Timers.asm, available here, includes a pair of macros that use the High-Resolution Timer. The code is a little more complex that absolutely necessary, because it attempts to eliminate the effects of the loop overhead by timing an empty reference loop and then subtracting that time from the total time, so the result reasonably represents the execution time for the code being tested.
eschew obfuscation

donkey

Quote from: loki_dre on April 26, 2008, 10:58:50 AM
thanks guys


hhmmmm....QueryPerformanceCounter requires the use of a 64-bit variable.......and as a result a 64-bit register would be useful
how can a create a 64-bit variable?
        CPU_Time1   QWORD   ?         ;<<<<<<=========is that correct?
how can I access the 64-bit registers?


There are no 64 bit GP registers in a 32 bit machine, the value is split over two registers with EAX containing the low DWORD and EDX containing the high DWORD.
"Ahhh, what an awful dream. Ones and zeroes everywhere...[shudder] and I thought I saw a two." -- Bender
"It was just a dream, Bender. There's no such thing as two". -- Fry
-- Futurama

Donkey's Stable

loki_dre

hmmmm.....I found an alternate answer on another post & am now getting more consistent results:
    mov eax, DWORD PTR [QW1+0]   ; Low DWORD of QW1
    mov edx, DWORD PTR [QW1+4]   ; High DWORD of QW1
    sub eax, DWORD PTR [QW2+0]   ; Low DWORD of QW2
    sbb edx, DWORD PTR [QW2+4]   ; High DWORD of QW2

but doesn't MMX mean the processor has a couple 64-bit registers?
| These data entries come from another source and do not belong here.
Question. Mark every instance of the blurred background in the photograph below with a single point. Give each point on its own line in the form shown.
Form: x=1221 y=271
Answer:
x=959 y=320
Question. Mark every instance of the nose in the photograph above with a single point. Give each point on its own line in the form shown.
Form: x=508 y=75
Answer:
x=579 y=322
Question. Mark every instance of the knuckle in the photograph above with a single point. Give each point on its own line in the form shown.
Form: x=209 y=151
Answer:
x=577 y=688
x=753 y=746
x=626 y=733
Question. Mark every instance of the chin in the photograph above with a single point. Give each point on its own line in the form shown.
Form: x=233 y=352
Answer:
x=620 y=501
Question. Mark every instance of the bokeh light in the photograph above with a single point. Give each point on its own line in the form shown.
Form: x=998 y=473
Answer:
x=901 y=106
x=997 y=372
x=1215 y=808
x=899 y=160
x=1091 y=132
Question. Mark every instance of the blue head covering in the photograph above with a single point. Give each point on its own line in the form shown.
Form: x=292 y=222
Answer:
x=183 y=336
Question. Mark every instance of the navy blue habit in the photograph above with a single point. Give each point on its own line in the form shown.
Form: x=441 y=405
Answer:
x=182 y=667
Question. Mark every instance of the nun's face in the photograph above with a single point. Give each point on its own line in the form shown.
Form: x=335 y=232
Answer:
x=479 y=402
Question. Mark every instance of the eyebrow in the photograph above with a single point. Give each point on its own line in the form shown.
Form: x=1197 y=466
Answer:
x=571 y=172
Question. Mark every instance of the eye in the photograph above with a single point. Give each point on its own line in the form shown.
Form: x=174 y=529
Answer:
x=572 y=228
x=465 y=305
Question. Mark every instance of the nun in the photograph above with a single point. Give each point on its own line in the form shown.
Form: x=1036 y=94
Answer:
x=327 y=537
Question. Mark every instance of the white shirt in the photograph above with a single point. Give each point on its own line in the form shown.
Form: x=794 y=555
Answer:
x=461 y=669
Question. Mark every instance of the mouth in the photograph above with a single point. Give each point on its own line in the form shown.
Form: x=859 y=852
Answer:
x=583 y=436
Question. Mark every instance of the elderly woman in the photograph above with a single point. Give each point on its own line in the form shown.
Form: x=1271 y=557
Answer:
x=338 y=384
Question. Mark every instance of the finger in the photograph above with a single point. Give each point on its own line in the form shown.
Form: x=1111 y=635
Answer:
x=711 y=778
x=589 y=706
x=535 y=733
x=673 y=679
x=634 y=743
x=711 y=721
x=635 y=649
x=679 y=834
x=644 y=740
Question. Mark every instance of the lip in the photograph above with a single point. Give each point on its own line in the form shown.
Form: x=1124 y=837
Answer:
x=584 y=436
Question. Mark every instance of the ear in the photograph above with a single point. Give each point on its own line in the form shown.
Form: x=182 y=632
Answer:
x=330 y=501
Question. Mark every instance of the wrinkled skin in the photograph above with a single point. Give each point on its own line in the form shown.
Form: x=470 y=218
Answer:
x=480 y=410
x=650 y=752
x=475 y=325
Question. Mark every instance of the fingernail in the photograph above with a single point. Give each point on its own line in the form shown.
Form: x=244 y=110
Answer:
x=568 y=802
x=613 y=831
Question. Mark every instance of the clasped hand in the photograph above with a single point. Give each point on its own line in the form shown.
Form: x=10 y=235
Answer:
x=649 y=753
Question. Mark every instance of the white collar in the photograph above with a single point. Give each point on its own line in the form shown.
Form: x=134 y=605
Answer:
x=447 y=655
I also noticed that my program seems to run faster on the first loop immediately after I compile it...........anyone know why this is?

donkey

GP stands for Gerneral Purpose. The MMX registers are not used to return values from the API.
"Ahhh, what an awful dream. Ones and zeroes everywhere...[shudder] and I thought I saw a two." -- Bender
"It was just a dream, Bender. There's no such thing as two". -- Fry
-- Futurama

Donkey's Stable

loki_dre

any thoughts on why I get better performance if I compile first and run immediately after?
I created a bat file called compile with the following code to compile & run:
cls
del masmIP.exe
del masmIP.obj
\masm32\bin\ml /c /Zd /coff masmIP.asm
\masm32\bin\Link /SUBSYSTEM:WINDOWS masmIP.obj
start /high masmIP.exe


MichaelW

I can't see any reason why code would execute faster immediately after it was compiled. The program would load faster if it were in the disk cache, and immediately after the exe was compiled and linked it would be in the cache. I think the main reason is likely to be the command line:

start /high masmIP.exe

Which starts the program in high priority class. Depending on the program, this could cause a significant increase in performance.
eschew obfuscation

loki_dre

when you run a small program is it loaded into memory (RAM) and then run.....or would it read instructions off the hard drive?
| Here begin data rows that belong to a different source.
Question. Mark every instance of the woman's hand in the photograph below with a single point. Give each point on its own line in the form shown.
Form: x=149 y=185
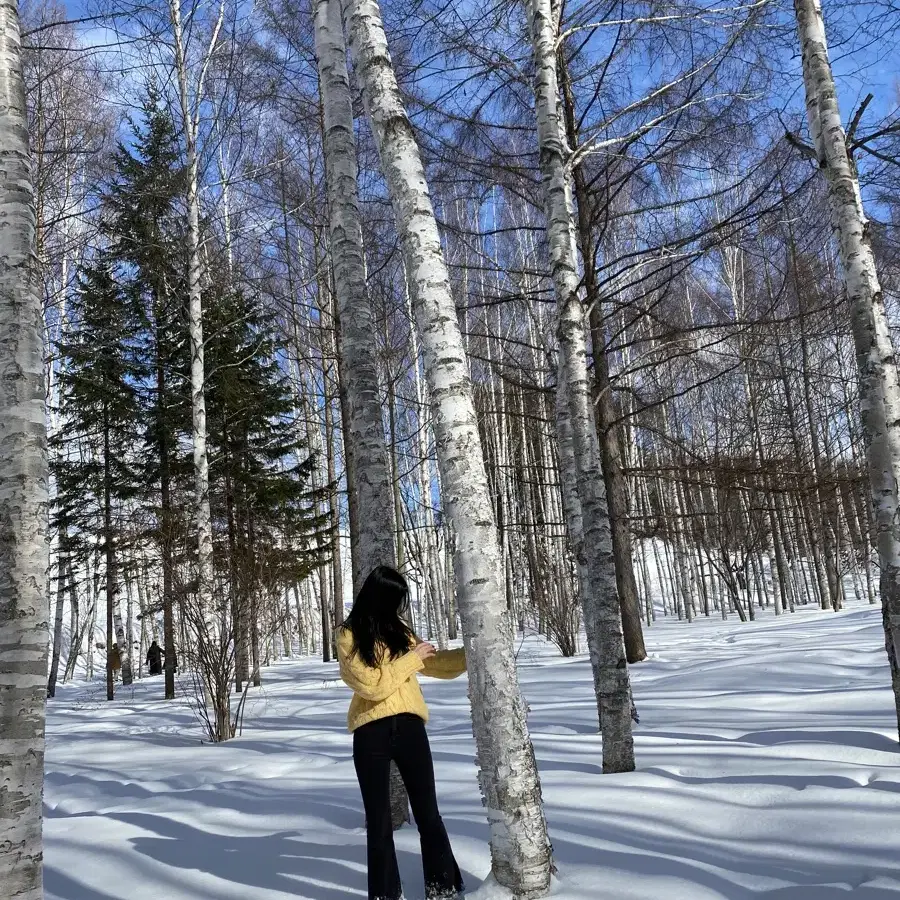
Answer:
x=425 y=650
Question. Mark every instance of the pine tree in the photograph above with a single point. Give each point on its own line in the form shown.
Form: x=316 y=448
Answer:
x=262 y=504
x=146 y=229
x=95 y=474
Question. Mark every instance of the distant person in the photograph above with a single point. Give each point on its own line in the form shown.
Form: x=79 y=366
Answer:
x=379 y=657
x=154 y=659
x=115 y=660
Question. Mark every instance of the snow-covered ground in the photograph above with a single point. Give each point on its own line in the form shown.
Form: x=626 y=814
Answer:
x=767 y=754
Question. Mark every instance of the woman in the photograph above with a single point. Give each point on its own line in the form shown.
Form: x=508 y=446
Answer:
x=379 y=657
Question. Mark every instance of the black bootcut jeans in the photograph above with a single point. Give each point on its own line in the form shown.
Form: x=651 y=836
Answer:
x=402 y=739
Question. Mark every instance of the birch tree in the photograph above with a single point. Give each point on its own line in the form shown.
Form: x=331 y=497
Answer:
x=520 y=849
x=600 y=601
x=190 y=98
x=23 y=495
x=368 y=475
x=879 y=382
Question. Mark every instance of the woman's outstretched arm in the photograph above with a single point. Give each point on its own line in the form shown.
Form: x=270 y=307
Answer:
x=375 y=684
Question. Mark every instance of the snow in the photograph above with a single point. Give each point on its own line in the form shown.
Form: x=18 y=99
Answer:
x=767 y=754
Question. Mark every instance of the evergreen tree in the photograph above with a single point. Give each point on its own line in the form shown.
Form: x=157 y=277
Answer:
x=263 y=505
x=146 y=230
x=94 y=472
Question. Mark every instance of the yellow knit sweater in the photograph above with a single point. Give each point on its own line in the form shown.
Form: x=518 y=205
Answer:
x=392 y=687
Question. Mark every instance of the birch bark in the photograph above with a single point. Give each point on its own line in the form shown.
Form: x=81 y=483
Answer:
x=190 y=112
x=520 y=849
x=62 y=574
x=368 y=475
x=371 y=485
x=23 y=493
x=601 y=604
x=879 y=383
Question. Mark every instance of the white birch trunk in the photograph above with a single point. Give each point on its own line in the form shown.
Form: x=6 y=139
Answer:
x=371 y=482
x=23 y=494
x=520 y=849
x=879 y=383
x=202 y=515
x=601 y=603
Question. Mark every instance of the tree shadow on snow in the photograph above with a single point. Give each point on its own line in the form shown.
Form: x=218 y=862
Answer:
x=283 y=861
x=58 y=886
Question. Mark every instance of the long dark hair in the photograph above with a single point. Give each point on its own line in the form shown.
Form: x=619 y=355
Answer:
x=375 y=620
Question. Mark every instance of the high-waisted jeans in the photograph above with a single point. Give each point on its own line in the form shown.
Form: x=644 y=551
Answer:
x=402 y=739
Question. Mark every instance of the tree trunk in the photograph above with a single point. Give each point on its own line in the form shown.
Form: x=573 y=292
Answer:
x=520 y=848
x=202 y=515
x=23 y=494
x=879 y=383
x=601 y=605
x=368 y=476
x=608 y=430
x=62 y=574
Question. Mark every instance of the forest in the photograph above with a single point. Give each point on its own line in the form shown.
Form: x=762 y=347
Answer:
x=581 y=315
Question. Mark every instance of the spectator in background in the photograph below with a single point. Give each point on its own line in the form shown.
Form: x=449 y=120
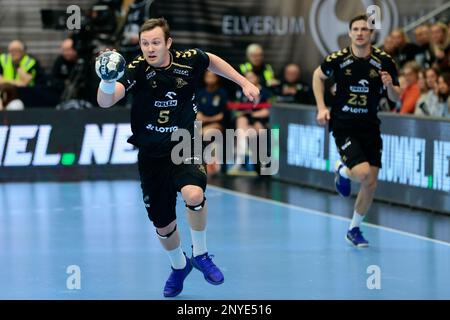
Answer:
x=291 y=89
x=424 y=56
x=427 y=103
x=63 y=66
x=249 y=120
x=405 y=50
x=71 y=78
x=9 y=99
x=17 y=67
x=389 y=45
x=211 y=104
x=133 y=14
x=441 y=46
x=255 y=62
x=411 y=93
x=443 y=91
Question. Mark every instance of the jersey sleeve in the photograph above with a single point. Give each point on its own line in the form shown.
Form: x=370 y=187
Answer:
x=201 y=60
x=129 y=78
x=330 y=65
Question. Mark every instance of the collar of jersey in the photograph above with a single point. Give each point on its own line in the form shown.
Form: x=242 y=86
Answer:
x=360 y=58
x=165 y=68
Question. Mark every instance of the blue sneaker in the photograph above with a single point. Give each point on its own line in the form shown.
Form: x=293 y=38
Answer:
x=343 y=185
x=174 y=285
x=354 y=237
x=210 y=271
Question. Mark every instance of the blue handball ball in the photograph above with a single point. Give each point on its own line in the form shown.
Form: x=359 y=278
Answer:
x=110 y=66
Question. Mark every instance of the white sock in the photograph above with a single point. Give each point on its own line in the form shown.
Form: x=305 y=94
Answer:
x=356 y=221
x=198 y=242
x=177 y=258
x=343 y=172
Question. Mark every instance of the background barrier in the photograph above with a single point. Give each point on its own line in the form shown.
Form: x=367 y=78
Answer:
x=416 y=156
x=46 y=145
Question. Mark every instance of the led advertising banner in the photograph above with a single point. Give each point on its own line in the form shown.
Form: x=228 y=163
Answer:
x=45 y=144
x=415 y=158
is there anyway I could load my program into memory(RAM) and then run it?.....assuming it is not done automatically

donkey

Quote from: loki_dre on April 27, 2008, 05:32:47 PM
when you run a small program is it loaded into memory (RAM) and then run.....or would it read instructions off the hard drive?
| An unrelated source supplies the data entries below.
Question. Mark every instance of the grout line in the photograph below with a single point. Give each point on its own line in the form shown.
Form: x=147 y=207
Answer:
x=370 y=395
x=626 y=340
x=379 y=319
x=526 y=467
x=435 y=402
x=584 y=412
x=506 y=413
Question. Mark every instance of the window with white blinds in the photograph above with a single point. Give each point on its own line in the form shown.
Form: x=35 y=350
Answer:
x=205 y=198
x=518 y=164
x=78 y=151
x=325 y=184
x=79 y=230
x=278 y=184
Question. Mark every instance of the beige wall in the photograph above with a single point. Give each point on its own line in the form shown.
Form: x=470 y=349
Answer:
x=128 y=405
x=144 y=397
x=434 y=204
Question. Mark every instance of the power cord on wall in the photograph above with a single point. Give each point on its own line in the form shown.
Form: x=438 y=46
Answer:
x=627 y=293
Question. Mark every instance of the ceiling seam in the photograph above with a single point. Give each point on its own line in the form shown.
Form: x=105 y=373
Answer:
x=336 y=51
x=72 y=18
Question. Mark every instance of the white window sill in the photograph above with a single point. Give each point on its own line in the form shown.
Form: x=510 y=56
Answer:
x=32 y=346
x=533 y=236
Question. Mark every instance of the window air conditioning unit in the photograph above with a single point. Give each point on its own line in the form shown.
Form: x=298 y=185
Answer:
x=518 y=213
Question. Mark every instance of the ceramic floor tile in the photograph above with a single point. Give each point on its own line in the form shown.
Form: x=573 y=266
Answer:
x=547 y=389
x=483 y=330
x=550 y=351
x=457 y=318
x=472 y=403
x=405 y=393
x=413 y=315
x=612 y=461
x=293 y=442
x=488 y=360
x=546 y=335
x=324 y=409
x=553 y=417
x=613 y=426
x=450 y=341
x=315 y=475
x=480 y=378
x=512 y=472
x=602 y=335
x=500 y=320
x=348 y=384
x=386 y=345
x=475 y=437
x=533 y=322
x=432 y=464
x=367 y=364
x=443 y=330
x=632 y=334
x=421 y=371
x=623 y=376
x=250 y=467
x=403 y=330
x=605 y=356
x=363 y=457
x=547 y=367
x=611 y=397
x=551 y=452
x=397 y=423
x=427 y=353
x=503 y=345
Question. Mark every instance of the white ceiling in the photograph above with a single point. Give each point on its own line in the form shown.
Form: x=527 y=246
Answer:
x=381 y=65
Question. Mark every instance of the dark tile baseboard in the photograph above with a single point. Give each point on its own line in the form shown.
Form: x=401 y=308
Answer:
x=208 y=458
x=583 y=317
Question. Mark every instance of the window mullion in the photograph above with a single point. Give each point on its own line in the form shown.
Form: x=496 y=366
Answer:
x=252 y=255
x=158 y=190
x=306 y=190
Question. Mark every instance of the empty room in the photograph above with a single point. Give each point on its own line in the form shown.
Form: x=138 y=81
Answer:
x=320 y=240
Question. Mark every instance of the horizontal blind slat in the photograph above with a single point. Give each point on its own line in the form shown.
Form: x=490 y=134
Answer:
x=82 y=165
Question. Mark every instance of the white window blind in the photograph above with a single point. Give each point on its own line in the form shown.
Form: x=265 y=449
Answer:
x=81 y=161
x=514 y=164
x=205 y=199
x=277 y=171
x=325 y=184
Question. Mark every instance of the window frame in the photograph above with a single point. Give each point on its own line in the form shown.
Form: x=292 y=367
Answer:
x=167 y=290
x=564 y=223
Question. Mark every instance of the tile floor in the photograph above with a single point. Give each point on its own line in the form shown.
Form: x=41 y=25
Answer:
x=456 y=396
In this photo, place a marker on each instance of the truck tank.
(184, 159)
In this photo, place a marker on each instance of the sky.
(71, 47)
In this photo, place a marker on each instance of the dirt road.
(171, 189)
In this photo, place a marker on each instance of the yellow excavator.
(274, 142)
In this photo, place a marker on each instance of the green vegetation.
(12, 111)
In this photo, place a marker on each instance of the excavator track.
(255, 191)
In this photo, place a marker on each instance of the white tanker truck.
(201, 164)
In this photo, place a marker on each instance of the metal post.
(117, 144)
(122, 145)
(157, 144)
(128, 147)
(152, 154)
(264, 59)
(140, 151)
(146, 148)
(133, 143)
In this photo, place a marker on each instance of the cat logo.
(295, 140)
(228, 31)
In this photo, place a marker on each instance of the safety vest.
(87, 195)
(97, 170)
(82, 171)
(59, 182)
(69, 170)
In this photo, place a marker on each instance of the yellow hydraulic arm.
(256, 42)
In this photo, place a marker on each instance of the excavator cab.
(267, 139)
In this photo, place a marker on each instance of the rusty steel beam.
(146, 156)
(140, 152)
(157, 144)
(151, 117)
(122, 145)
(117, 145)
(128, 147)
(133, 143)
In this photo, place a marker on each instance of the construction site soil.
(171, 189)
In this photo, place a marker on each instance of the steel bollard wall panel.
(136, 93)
is there anyway I could load my program into memory(RAM) and then run it?.....assuming it is not done automatically


All programs are run from memory. I think you should read some Randall Hyde about now, you seem to have a complete lack of knowledge about computer architecture and the very basics of how computers work, though we are more than happy to help you this is not a classroom and you should maybe try to research a few things yourself. You should definitely not be playing with priority classes without at least an idea of how pre-emptive multitasking operates and the consequences of modifying a processes priority.
"Ahhh, what an awful dream. Ones and zeroes everywhere...[shudder] and I thought I saw a two." -- Bender
"It was just a dream, Bender. There's no such thing as two". -- Fry
-- Futurama

Donkey's Stable

loki_dre


it seems that the following command:
fn MessageBox,0,str$(eax),str$(ebx),MB_OK

was the problem..........since it delays (waits for user input)........windows must have removed it from memory/cache.